At Andariya, we care about music because it offers many dimensions in reflecting the ideas, concepts and variations in history. We met Dr. Ali Ibrahim Al Daw who works at the Institute for African Studies at the University of Khartoum. Dr. Ali was born in 1948 and began his studies at the faculty of architecture at the University of Khartoum and then transferred to study accounting, he graduated with a bachelor in Music in conjunction with his accounting degree. He then pursued a Master’s degree in Folklore from the University of Khartoum and began his work until today at the Institute. Dr. Al Daw published 8 books, 42 articles and attended about 40 international and local conferences, all of them about Music.
Andariya: What differentiates African music from other types in terms of style and scale?
Dr. Ali Al Daw: African music is unique on two levels: from a structural and a cultural point. To understand it we have to put it in context, as it enters into many aspects of African life like hunting, worship, asceticism, and entertainment. Music is often associated with other purposes; like some African tribes dance to music when a member passes away; it’s not an expression of grief but confronting death. In such a ritual they pledge that next year they will replace their lost one by a hundred of new children.
The functionality of African music does not require specific musical instruments. Everything that makes a sound is musical, such as: drums, bells and even oral sounds.
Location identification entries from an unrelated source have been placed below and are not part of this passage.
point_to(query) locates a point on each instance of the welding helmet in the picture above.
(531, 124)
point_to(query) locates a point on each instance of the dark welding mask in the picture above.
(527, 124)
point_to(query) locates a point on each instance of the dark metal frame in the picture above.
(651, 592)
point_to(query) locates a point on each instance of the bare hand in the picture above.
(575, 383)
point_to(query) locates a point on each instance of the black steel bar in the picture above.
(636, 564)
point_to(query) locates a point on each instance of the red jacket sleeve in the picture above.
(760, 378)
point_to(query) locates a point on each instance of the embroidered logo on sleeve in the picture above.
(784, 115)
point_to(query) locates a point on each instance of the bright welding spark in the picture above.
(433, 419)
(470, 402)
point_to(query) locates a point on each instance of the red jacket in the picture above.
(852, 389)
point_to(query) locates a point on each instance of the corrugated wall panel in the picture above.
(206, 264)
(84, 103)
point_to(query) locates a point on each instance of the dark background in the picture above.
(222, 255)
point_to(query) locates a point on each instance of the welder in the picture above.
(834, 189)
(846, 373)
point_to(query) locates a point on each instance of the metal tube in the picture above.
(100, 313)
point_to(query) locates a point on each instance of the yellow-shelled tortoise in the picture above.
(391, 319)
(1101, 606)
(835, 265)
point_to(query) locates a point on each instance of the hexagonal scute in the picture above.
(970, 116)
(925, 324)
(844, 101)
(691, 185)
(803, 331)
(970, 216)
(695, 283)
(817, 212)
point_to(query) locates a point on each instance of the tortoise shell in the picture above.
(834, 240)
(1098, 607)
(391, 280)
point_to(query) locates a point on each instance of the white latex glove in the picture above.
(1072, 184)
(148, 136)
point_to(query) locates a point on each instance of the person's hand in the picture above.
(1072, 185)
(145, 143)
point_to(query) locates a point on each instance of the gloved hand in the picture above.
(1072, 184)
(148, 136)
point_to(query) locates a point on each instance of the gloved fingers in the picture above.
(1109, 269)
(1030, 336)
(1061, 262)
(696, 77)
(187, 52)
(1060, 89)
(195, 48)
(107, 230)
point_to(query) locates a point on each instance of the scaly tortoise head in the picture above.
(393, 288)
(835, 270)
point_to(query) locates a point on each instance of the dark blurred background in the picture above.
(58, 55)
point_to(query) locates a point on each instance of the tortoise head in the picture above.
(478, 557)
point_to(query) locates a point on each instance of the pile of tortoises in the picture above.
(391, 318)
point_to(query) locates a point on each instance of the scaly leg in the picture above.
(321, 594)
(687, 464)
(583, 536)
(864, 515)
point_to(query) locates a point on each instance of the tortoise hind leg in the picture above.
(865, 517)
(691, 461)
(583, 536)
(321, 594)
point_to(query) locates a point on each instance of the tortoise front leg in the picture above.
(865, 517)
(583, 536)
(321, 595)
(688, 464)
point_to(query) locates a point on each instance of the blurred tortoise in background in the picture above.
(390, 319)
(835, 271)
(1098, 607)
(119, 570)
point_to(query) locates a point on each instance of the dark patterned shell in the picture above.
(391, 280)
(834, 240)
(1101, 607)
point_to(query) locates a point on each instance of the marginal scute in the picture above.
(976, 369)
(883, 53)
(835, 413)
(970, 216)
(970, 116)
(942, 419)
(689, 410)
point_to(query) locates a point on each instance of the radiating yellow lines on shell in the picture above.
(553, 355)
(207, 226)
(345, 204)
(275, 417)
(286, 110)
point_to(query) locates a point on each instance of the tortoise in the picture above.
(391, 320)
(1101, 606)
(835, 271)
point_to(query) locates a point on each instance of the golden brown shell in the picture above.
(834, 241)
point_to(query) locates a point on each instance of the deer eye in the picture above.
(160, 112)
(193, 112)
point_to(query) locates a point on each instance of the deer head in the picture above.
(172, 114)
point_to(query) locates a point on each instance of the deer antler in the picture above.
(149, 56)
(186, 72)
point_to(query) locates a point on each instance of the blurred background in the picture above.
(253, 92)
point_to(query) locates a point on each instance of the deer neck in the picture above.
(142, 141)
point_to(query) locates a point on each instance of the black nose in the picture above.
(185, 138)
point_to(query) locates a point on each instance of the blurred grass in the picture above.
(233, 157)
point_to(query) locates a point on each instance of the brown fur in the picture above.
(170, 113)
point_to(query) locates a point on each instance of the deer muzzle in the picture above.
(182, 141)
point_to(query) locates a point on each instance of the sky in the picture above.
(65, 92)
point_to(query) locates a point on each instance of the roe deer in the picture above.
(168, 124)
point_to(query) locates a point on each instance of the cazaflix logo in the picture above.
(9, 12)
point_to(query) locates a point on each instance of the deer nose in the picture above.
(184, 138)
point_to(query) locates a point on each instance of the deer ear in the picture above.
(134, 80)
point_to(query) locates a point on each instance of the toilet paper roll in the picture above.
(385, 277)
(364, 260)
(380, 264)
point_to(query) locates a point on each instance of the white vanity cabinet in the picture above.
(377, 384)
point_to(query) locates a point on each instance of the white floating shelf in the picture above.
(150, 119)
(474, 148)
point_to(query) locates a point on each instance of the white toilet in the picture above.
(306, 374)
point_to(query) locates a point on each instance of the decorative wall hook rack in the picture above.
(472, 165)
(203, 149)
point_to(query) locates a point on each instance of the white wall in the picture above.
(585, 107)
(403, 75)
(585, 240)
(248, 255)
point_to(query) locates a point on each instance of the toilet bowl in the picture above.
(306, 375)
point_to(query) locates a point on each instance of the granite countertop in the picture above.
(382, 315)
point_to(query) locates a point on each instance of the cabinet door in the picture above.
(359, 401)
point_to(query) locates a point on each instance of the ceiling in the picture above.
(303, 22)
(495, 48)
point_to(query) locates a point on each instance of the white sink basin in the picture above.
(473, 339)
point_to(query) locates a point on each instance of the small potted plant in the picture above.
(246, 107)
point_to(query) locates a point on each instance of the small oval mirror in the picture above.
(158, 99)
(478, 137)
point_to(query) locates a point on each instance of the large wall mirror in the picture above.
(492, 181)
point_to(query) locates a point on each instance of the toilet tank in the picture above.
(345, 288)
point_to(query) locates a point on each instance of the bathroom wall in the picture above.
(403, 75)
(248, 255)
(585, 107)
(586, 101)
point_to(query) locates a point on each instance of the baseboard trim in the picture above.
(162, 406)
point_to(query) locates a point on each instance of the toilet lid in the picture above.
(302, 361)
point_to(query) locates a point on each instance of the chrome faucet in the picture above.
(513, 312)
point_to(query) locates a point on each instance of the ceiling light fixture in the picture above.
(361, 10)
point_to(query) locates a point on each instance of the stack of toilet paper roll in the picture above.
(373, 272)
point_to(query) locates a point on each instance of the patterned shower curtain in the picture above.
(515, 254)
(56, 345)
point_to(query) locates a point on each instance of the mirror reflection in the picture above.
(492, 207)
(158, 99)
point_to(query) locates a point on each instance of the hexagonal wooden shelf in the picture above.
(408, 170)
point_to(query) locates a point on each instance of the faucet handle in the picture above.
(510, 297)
It also does not require that sound should be beautiful, so anyone can sing as opposed to other cultures that focus on the quality of the singer’s voice.
Another characteristic is being visual; African music combines rhythms and sounds with the body movements that come from gestures and hitting the ground with bells and even choreographed dances. This is why African music is often referred to as “physical music”, because it’s connected to the physical activity that goes with the rhythm.
African music has a high status for Africans almost close to the status of religions, and that importance is what science later learned. For example; mating between animals is done through phonetic rituals, which include tones and sounds emitted by animals that activate a certain area in the cortex and without it they can never mate.
For humans, music can take them to a state of ecstasy in which they lose their abilities to control their actions. We can observe an old pious man who begins to sway to chanting in a way that is incompatible with his age and dignity, simple because music can lead him to lose full awareness of his actions.
In wars, music helps in making soldiers behave contrary to the instinct of survival and thus encourage them go to their death with their own feet.
Image Credit: Ali Saad Ali
Andariya: Do you consider the impulsiveness of the African music as an added value or otherwise?
Dr. Ali Al Daw: Music is created as a part of a culture without documentation, and then science comes to study it and extract its basic patterns. So it’s not possible that oral transmission lessened its value, because there are a lot of matters that were transferred to us by oral traditions. An example is the science of religion and the Hadith in the Islam, which were transmitted to us at first from men, and this did not make it less valuable. There are many ways for verifying the validity of oral transmission, hearing is like blogging and writing, it’s a means of transmitting knowledge, as we cannot see it as a defect or an advantage.
The scholars of folk music objected to European ways of codifying non-European music during the industrial revolution when musical instruments were made and music was then recorded according to the rules of those instruments. African music was documented in s superficial way that is not familiar with all its aspects due to the way of its documentation, which left it incomplete without the dances and other body expressions that accompany the music.
Andariya: So how do you suggest we academically study African music if documentation hasn’t been accurate?
Dr. Ali Al Daw: We can record and study them using western musical notes, but with the addition of symbols to solidify what the musical note could not convey (indicating high or low impacts of each note).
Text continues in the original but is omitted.